La chiesa di S. Candida è una delle più grandi "basiliche rupestri"
di Puglia; ciò che ne rimane si sviluppa per oltre 120 mq e
presenta una planimetria dalla complessa articolazione, come
appare visibile dalla pianta in foto.
La presenza di 5 absidi l'ha fatta ritenere finora costituita
da altrettante navate. I vani presbiteriali sono divisi dal
"naos" (in greco, l'"area per i fedeli") da una parete iconostatica,
con un'unica porta in corrispondenza del vano absidale sinistro
che costituiva, originariamente, l'ambiente più sacro e pertanto
dedicato alla celebrazione eucaristica.
La
navata destra conta tre campate, in successione delle quali
la prima (ingresso attuale) presenta un soffitto abbastanza
piano; nella parete a Sud abbiamo invece una sequenza di tre
nicchie alte, strette, poco profonde e rialzate di circa mezzo
metro dall'attuale pavimentazione.

La prima campata è collegata con la seconda grazie ad un arco.
La seconda campata, invece, è delimitata ad Est da una parete
iconostatica che si presenta ancora integra.

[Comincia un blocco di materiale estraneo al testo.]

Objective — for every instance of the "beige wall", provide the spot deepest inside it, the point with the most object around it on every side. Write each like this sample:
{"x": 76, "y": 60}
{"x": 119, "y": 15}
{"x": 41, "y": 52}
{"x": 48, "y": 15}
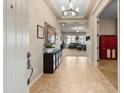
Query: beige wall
{"x": 92, "y": 31}
{"x": 38, "y": 12}
{"x": 107, "y": 27}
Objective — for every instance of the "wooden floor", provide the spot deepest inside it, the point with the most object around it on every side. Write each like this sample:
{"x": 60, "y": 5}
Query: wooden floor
{"x": 74, "y": 75}
{"x": 110, "y": 70}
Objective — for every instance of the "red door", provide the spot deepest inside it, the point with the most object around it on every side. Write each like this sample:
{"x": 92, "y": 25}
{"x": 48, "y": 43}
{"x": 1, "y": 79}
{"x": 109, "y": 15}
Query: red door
{"x": 108, "y": 42}
{"x": 103, "y": 47}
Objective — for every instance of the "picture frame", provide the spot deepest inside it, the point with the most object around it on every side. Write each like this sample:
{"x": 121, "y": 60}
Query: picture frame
{"x": 40, "y": 32}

Un'abside poco profonda, infine, si sviluppa in relazione all'arco
poggiante da un lato su semicolonne collocate a ridosso delle
pareti, dall'altro su rozzi capitelli ben squadrati, come del
resto si ripete nelle altre absidi.
I
segni dell'arredo liturgico, oggi non sono più visibili: non
sappiamo se per deterioramento o se per asportazione, ma alcune
vestigia sono riscontrabili in una serie di coppie di fori contrapposti,
presenti in diversi punti della chiesa rupestre.
Essi, presumibilmente, sostenevano assi lignee che servivano
da sostegno all'arredo sacro.

Iscrizioni.
All'interno della chiesa non vi è alcuna traccia di affreschi;
vi e, però, una serie di graffiti riconducibili a differenti
età storiche.
Essi
vanno studiati attentamente perché ve ne sono alcuni di notevole
interesse storico.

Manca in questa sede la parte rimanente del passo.